[Corpora-List] Universal POS Tagset

Michael Maxwell maxwell at umiacs.umd.edu
Mon Feb 2 15:35:40 UTC 2009


> I've been looking for a POS tagset that is general enough to
> effectively tag "any" natural language.  (I'm looking at Linguistic
> Typology / Universal Implications so I want to compare POS taggings
> across many [possibly obscure] languages.) Does anyone know of such a
> tagset?

One of the issues is going to be at what level of detail one wants the
tags.  If it's just the standard parts of speech (noun, verb,
pre-/post-position...), it might not be hard to come up with a list,
although there would be problems in particular languages (is the 'for' of
English for-to clauses a preposition or a complementizer, and is there
really a difference?).

If on the other hand, you want to tag things like person, number etc.,
which plenty of taggers have done, then there is a very long list of
features and feature values which one might tag.  There are for example
languages which, in addition to the usual singular/ plural distinctions in
the number feature, distinguish dual, trial, paucal, etc.; and languages
which have far different gender classes than are dreamed of in most
categorizations.  And there are languages which morphologically mark verbs
for such things as agreement with ergative and absolutive arguments, and
evidential status (seen/ inferred/ reportedly etc.).

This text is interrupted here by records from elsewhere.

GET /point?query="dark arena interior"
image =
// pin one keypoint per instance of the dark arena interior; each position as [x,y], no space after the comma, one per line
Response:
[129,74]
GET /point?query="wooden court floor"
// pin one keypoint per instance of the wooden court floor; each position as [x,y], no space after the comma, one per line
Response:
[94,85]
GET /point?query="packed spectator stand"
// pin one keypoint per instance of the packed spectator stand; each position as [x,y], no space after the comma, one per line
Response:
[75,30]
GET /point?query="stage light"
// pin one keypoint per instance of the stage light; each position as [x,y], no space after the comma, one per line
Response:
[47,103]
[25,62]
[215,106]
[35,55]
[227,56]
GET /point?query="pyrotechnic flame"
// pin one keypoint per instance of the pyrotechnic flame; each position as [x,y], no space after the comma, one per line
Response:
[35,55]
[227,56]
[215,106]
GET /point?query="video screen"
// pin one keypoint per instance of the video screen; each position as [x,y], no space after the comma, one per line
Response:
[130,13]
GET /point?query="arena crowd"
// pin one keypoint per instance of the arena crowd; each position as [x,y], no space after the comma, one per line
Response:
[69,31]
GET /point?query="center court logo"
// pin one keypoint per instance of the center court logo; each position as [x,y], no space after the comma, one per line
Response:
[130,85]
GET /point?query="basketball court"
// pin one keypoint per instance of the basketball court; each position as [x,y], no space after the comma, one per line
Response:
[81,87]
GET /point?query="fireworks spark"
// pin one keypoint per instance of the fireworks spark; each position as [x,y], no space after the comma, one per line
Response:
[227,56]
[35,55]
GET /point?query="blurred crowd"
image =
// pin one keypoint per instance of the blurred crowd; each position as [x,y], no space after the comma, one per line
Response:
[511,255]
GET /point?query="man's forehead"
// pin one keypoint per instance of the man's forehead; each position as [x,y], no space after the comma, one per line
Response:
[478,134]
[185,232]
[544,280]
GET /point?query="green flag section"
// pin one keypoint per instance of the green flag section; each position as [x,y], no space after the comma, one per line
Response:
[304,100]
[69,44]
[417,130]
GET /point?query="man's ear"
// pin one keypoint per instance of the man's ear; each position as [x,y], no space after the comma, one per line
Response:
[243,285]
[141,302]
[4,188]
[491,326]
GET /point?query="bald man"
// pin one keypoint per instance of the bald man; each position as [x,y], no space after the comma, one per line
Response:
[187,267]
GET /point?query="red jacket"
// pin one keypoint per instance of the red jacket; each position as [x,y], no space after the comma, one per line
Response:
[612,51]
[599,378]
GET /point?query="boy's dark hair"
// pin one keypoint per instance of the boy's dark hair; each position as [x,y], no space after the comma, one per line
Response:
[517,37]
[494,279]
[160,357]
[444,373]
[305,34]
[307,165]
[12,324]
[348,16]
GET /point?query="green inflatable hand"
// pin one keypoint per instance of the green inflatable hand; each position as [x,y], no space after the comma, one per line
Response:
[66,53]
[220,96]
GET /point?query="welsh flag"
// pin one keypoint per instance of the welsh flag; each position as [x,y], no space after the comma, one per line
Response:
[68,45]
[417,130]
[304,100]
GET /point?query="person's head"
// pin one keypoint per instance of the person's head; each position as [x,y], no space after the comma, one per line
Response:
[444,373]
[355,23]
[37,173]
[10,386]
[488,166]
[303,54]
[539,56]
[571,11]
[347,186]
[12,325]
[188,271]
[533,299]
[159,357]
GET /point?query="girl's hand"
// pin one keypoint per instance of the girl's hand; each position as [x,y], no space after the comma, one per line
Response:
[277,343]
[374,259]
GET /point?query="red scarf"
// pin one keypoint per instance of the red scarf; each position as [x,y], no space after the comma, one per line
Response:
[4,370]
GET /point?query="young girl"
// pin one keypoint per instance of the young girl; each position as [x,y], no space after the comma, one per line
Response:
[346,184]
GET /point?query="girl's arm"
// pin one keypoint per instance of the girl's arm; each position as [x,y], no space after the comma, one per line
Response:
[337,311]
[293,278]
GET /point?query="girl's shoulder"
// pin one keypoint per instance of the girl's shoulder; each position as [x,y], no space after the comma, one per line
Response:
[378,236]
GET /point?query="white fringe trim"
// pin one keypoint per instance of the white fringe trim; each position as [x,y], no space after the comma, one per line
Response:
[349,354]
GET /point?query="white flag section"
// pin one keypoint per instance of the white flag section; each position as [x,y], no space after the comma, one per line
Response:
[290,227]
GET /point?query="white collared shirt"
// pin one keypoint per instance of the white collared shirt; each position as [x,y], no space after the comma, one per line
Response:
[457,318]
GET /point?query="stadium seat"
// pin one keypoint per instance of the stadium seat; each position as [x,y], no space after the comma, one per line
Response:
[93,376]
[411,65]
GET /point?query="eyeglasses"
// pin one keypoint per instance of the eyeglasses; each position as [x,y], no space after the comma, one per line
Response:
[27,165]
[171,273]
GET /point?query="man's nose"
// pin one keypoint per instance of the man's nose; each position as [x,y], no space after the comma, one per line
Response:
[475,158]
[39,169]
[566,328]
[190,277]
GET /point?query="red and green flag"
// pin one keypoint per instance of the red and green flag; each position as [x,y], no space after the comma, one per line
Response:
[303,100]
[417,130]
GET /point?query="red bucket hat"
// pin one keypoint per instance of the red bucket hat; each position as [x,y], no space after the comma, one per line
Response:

Yet another issue for standardized tag sets is that some morphosyntactic
feature values will cover a wider range in one language than they might in
another, or values will overlap in different ways in different languages. 
Case systems are notoriously like that.

I know of two efforts to come up with lists of tags (in addition to the
responses you've already gotten).  One is the ISO TC 37/SC4 effort for
lexicons, which uses a "Data Category Registry" to register tags for use
in electronic lexicons; see http://www.isocat.org.  The last time I
looked, this struck me as rather Euro-centric, meaning that it might not
be a good fit for "possibly obscure" languages.

The other effort is the GOLD ontology,
http://linguistics-ontology.org/gold.html.  This ontology has been
populated by people who know about a very large variety of languages (with
initial input from a list compiled by SIL).  It is not really intended as
a list of tags (or of tag components), although you could use it that way,
but rather it is intended as something that a tag list could be defined by
reference to.  For example, it is common in Nahuatl to refer to the
'absolutive' form of a noun.  This has nothing to do with the ergative/
absolutive distinction, but it is nevertheless a standard usage among
Nahuatl (maybe even Uto-Aztecan) linguists.  The idea behind Gold is that
a Nahuatl linguist would continue to use the standard 'absolutive' term/
tag, but define it in terms of the categories in the Gold ontology.